Affecting more than 15 million Americans, swallowing and esophageal disorders can range in severity and be chronic concerns that plague daily life. However, disorders such as esophagitis, gastroesophageal reflux disease (GERD), Barrett’s esophagus and achalasia often can be treated successfully before long-term damage occurs.
Fortunately, in many cases swallowing disorders are temporary issues that can be managed with over-the-counter medicines and lifestyle changes. But for other patients, swallowing disorders are chronic concerns and can lead to more serious conditions. Many patients require occupational or physical therapy to learn exercises and swallowing techniques to improve their conditions. Medications, esophageal dilation and surgery are reserved for patients who need further treatment to overcome swallowing disorders. Take advantage of this opportunity to have your questions answered by gastroenterologist Scott Gabbard, MD and thoracic surgeon Siva Raja, MD, PhD.
Scott Gabbard, MD is a board-certified gastroenterologist in the Department of Gastroenterology and Hepatology in Cleveland Clinic’s Digestive Disease Institute. He sees patients in Cleveland Clinic’s Center for Swallowing and Esophageal Disorders. Dr. Gabbard completed his fellowship in advanced esophageal and motility and a fellowship in gastroenterology and hepatology at Dartmouth-Hitchcock Medical Center, in Lebanon, NH. He completed his resident in internal medicine at University of North Carolina Hospitals in Chapel Hill, NC. Dr.

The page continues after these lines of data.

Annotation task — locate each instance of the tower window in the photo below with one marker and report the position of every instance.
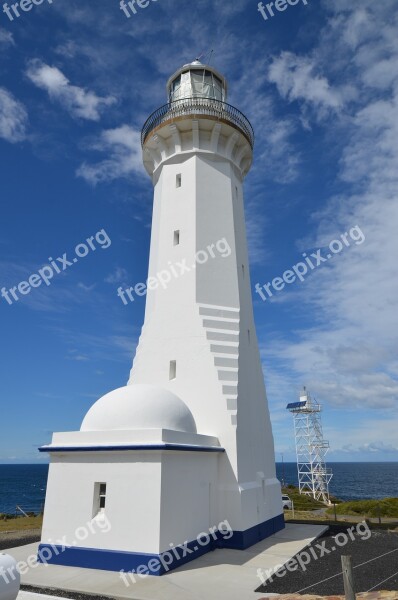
(99, 498)
(173, 369)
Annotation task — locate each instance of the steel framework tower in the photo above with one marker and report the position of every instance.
(311, 448)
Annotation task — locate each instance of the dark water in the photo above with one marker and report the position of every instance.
(25, 485)
(354, 481)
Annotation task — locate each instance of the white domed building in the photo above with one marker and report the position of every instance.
(187, 445)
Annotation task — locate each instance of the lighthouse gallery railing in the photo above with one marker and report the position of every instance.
(198, 106)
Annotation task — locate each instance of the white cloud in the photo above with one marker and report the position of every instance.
(6, 38)
(347, 356)
(123, 145)
(13, 118)
(296, 79)
(79, 102)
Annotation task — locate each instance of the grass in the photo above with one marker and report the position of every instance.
(21, 523)
(387, 507)
(301, 501)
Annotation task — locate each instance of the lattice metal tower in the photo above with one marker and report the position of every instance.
(311, 448)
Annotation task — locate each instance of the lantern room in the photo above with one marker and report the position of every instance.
(196, 80)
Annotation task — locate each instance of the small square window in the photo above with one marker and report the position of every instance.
(99, 498)
(173, 369)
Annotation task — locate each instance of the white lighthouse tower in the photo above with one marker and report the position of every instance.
(185, 450)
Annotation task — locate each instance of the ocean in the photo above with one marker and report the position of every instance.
(25, 485)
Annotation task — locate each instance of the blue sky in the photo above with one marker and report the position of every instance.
(319, 82)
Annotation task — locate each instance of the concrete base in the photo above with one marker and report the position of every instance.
(222, 574)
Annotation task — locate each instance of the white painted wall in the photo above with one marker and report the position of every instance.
(204, 319)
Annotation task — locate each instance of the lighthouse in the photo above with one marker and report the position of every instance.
(181, 459)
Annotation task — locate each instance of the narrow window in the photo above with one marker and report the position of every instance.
(173, 369)
(99, 498)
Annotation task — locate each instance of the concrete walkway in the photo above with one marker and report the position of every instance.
(222, 574)
(31, 596)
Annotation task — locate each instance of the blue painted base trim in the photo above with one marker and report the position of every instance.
(133, 564)
(124, 447)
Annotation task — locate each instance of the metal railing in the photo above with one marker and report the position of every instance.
(198, 106)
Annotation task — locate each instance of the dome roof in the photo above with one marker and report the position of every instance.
(139, 407)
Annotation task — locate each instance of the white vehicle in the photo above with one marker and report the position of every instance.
(287, 503)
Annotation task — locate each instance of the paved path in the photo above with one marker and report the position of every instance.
(219, 575)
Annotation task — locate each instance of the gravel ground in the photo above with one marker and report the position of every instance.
(62, 594)
(323, 575)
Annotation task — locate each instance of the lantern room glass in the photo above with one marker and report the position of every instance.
(197, 83)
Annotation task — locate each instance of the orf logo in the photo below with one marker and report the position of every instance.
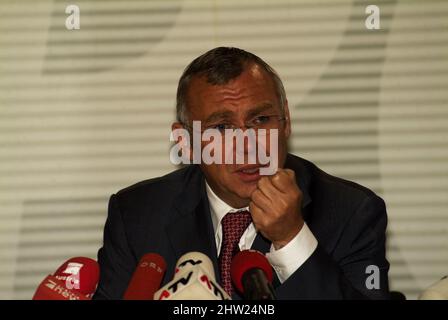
(73, 280)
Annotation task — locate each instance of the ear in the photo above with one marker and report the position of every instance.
(287, 121)
(183, 139)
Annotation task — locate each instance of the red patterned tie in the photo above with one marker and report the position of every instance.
(233, 226)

Gabbard graduated from medical school at Case Western Reserve University School of medicine.
Siva Raja, MD, PhD is a board-certified thoracic surgeon in the Department of Thoracic and Cardiovascular Surgery in the Sydell and Arnold Miller Family Heart & Vascular Institute at Cleveland Clinic. His specialty interests include lung and esophageal cancer.
Dr. Raja completed his fellowship in cardiothoracic surgery at Cleveland Clinic following the completion of his residency in general surgery at Brigham & Women’s Hospital, in Boston. Dr. Raja earned his medical degree and a PhD in molecular and cellular pathology from the University of Pittsburgh School of Medicine, in Pittsburgh.
During his medical school career, Dr. Raja completed one-year research fellowships in thoracic surgery at the University of Pittsburgh Medical Center and with the National Institute for Diabetes, Digestive and Kidney Diseases at Vanderbilt University, Nashville, Tenn.
Dr. Raja sees patients at Cleveland Clinic main campus and at Medina Hospital.